I hope that answers your questions. In the meantime, we definitely need to update the docs. If that's something you have a few minutes to do, we'd love a pull request! Otherwise we'll use this issue to track that documentation update.

All 6 comments

onchanges with cmd.run is the better way to do it.

onchanges is actually a fairly recent addition. Before it was introduced, we had to hack together a similar solution using the watch requisite. Because of this hack, the watch requisite is largely misunderstood.

The idea behind watch is that by default, it acts exactly like a require -- the state runs normally if the watched state ran successfully. However, if the watched state has changes, then we can run additional behavior defined by the special mod_watch function. The classic example is the service state. That mod_watch function restart/reloads services when there are changes.

If you look at the code for cmd.wait, you'll see that its default behavior is to just return a basic True return structure. It doesn't execute anything. The real work is done in the mod_watch, where the command is run as normal. This approximates the behavior of only executing a command when there are changes.

Since we now have onchanges, I've been wanting to deprecate cmd.wait since it is obsolete. I just haven't gotten around to it.

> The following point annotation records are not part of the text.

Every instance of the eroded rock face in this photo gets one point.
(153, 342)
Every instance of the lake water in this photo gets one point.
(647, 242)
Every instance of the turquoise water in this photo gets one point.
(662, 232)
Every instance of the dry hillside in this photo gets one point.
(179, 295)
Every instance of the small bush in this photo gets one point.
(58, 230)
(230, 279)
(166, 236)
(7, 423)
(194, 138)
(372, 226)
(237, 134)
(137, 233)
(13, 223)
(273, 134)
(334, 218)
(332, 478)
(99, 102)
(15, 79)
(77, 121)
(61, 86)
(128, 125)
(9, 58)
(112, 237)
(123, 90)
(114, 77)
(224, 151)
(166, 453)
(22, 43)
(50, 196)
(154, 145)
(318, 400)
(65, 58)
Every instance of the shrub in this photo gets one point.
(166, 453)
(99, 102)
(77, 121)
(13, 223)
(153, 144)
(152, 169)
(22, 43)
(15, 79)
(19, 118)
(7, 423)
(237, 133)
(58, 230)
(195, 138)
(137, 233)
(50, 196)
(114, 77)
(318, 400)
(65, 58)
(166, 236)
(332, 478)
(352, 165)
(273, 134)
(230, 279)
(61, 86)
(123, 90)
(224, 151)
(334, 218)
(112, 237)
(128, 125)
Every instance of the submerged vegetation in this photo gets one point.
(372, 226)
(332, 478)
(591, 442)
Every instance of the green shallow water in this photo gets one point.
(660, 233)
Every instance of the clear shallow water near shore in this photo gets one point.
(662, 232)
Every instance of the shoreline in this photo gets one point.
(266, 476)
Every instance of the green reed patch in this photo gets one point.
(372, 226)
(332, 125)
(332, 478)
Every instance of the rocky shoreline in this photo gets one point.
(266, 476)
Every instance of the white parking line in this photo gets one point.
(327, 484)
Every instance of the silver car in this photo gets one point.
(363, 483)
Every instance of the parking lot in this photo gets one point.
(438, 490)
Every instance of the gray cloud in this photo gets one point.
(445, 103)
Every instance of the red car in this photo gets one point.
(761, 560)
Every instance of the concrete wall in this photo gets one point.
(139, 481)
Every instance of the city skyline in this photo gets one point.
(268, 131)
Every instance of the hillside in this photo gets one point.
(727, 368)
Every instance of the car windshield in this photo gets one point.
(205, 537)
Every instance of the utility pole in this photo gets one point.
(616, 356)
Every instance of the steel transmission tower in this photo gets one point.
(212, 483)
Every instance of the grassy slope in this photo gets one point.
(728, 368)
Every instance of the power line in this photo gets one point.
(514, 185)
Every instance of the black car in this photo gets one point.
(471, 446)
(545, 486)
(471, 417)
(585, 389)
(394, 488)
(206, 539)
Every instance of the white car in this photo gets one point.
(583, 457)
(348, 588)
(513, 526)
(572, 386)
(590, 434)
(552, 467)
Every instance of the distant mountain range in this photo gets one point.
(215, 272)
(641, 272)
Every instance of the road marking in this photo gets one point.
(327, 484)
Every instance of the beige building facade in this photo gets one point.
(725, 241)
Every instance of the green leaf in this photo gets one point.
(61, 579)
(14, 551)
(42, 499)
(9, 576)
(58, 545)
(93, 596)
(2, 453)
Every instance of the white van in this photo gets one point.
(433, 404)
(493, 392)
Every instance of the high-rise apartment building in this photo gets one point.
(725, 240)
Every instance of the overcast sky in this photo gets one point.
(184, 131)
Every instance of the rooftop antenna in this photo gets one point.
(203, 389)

I hope that answers your questions. In the meantime, we definitely need to update the docs. If that's something you have a few minutes to do, we'd love a pull request! Otherwise we'll use this issue to track that documentation update.

Ohhhhhhh. I see. When you explain it that way, that makes a lot more sense. It's still a little convoluted (no offense meant!) and so understandably tricky to explain in the documentation. It sounds to me as if what watch does is entirely implementation-dependent, as the saying goes. It sort of poses a "What does watch do here?" problem. As you say, in service watch triggers a restart, but in pkg it does something else entirely. (I don't know if pkg has a mod_watch; it's just an example.)

Yeah, that makes for a very tricky documentation problem indeed. I'm not sure how I would solve that one if it were entirely up to me. I'll noodle it.

Thanks very much for the explanation, though. It completely cleared up my misunderstanding.

I'm glad I could help! In practice, 99.9% of watch uses are with the service state. There are just not that many states which support it, it's a very specialized behavior.

Looks like this has been documented in #29384

Thanks for pointing that out @twellspring. I'm going to close this.

Would it be possible to also add this comment on deprecating cmd.wait in favour of cmd.run with onchanges composite here: https://docs.saltstack.com/en/latest/ref/states/requisites.html

I used this one first to learn about requisite and there is a small section for onchanges but it did not contain any examples. Would be great to give an example there with this notice of deprecating cmd.wait.